Even though you might have 100,000 acres to hunt early-season deer, most of them will live in a very small portion of that and it's your job to find them.

I've also had some really good opportunities at bucks in the morning, as they left the agricultural fields and traveled back into the thicker stuff to bed. And every single time I've sat in a stand in North Dakota, it has been on public land. That's a big one to me, because I love the challenge of arrowing a mature buck on public land, and I love the fact that I feel like I have a chance to do just that where anyone can.

Where They'll Be

Since I tend to hunt velvet bucks west of the Mississippi I can count on a few things. The first is that most of the public land I hunt will feature concentrated whitetail populations. They'll live where the cover is and where the food is. That also tends to be in creek bottoms or river bottoms.

There might be 100,000 acres of public land in a single area, but the whitetails will occupy a very, very small portion of it. From aerial photos, you'll see the best cover is along the water, and the food that your deer are concentrating on will be easily recognizable as well. These food sources will, of course, be large agricultural fields.

If you see a velvet-racked buck do something today, he'll probably do it tomorrow. Move in and set up immediately if conditions allow.
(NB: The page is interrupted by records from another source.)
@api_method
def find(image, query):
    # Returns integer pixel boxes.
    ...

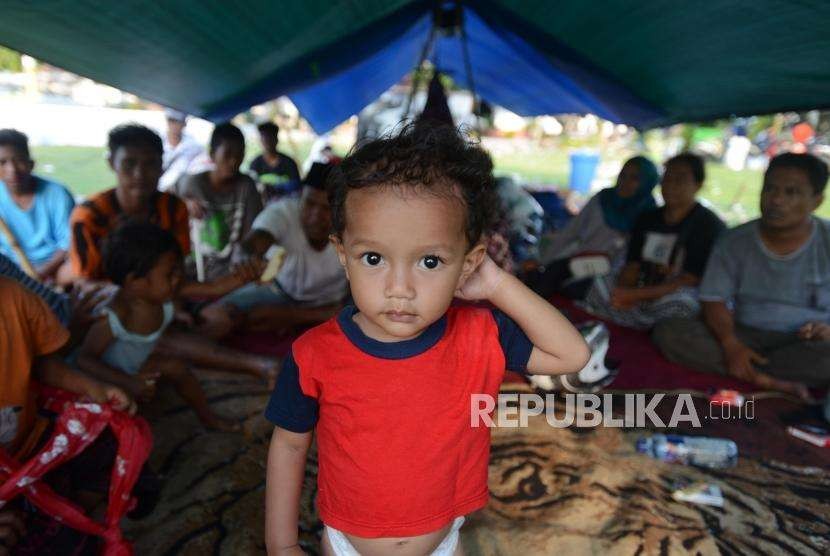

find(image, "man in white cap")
[159,108,205,191]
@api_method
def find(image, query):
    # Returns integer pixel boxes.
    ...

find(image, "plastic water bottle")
[637,434,738,469]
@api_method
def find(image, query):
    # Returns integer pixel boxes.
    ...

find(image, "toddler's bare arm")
[265,427,312,554]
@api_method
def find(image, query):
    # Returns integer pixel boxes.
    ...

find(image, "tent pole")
[403,27,435,120]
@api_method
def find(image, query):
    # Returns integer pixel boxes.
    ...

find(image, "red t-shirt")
[266,307,532,538]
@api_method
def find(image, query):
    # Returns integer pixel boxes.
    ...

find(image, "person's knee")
[651,318,693,352]
[158,359,190,383]
[199,303,239,339]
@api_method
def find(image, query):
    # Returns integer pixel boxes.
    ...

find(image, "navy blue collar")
[337,305,447,359]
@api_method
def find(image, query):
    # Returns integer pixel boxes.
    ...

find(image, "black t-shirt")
[627,203,726,286]
[251,153,300,189]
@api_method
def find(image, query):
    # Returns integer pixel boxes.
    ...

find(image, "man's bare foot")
[199,413,242,432]
[753,373,815,403]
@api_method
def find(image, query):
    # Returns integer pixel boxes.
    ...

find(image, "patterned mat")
[126,372,830,556]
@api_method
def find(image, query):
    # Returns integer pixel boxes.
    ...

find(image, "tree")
[0,46,23,73]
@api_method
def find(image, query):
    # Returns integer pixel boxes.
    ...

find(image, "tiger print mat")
[125,372,830,556]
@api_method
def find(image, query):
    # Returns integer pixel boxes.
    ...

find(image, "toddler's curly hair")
[326,123,500,247]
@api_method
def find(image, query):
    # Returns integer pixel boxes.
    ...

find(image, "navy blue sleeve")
[493,309,533,373]
[265,353,319,433]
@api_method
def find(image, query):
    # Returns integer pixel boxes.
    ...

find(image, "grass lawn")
[32,144,830,225]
It's important to remember that when the deer are walking to and from those destination food sources, they'll also be browsing away the whole time. Some of the bucks I've killed in North Dakota were browsing on sweet clover along the river while they waited for lower light to head out to the main groceries.

They'll stage where the browse is good, and in early September, the browse is usually pretty good in a lot of places. This necessitates a bit of scouting, but the good thing is if you see a deer do something today, he'll probably do it tomorrow. Move in on that buck immediately and hunt him as soon as you can.


Of the mounts I've got on my wall, a 150-inch velvet whitetail immediately draws the most attention from our houseguests who hunt (and some who don't).


When the hunting-crowd houseguests find out he was killed on public land, they usually can't believe opportunities to kill velvet bucks of that caliber exist, but they do. There are several states that will sell you a tag right now to give you a chance at your own unique trophy.